Suppose I have this dataframe, df, in R:
UserID <- c(1, 1, 1, 5, 5, 7, 7, 9, 9, 9)
PathID <- c(1,2,3,1,2,1,2,1,2,3)
Page <- c("home", "about", "services", "home", "pricing",
"pricing", "home", "about", "home", "services")
df <- data.frame(UserID, PathID, Page)
I am trying to write a code that would return the sequence (along with UserID and PathID) where the user visits the 'home' page, but not the 'about' page subsequently.

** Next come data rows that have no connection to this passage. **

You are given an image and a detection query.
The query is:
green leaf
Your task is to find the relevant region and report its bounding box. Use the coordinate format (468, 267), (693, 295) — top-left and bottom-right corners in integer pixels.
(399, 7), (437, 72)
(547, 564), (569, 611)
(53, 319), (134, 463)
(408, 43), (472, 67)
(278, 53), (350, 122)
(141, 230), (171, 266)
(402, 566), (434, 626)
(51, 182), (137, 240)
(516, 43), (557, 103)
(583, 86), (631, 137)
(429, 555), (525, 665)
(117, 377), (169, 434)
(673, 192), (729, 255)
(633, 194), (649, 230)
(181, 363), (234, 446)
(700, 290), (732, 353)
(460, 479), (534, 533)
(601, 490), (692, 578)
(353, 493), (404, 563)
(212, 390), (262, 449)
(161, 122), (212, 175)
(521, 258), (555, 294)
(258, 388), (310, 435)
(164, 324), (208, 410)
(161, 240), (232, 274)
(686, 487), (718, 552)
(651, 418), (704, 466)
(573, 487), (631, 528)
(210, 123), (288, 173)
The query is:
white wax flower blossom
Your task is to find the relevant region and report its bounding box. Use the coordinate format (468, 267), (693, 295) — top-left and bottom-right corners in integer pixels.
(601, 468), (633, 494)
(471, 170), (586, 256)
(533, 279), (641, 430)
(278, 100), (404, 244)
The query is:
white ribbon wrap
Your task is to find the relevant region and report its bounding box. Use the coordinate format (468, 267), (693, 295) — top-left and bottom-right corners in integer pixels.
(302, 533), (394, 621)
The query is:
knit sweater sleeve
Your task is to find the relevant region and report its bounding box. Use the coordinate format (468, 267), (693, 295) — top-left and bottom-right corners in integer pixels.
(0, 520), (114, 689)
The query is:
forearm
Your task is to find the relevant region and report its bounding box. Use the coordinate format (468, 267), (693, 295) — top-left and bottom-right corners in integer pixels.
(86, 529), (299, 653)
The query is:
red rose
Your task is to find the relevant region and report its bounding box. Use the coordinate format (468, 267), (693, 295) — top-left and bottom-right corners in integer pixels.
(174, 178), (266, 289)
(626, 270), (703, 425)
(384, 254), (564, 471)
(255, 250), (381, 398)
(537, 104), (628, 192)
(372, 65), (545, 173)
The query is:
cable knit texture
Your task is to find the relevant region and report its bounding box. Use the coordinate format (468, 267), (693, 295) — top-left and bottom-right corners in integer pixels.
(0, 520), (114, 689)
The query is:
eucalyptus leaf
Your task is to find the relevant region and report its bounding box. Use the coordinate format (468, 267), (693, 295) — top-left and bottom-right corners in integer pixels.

My output should look like this:
UserID <- c(5, 5, 7, 7, 9, 9, 9)
PathID <- c(1,2,1,2,1,2,3)
Page <- c("home", "pricing", "pricing", "home", "about", "home", "services")
df1 <- data.frame(UserID, PathID, Page)
I would really appreciate some help here.
CodePudding user response:
With a couple of filter
ing conditions, you can remove the all group (!any
) if it has a sequence of "home", "about"
.
library(dplyr)
df %>%
group_by(UserID) %>%
filter(!any(Page == "about" & lag(Page, default = "nothome") == "home"))
UserID PathID Page
1 5 1 home
2 5 2 pricing
3 7 1 pricing
4 7 2 home
5 9 1 about
6 9 2 home
7 9 3 services
CodePudding user response:
An option with data.table
library(data.table)
setDT(df)[df[, .I[!any(Page == "about" &
shift(Page) == "home", na.rm = TRUE)], UserID]$V1]
UserID PathID Page
<num> <num> <char>
1: 5 1 home
2: 5 2 pricing
3: 7 1 pricing
4: 7 2 home
5: 9 1 about
6: 9 2 home
7: 9 3 services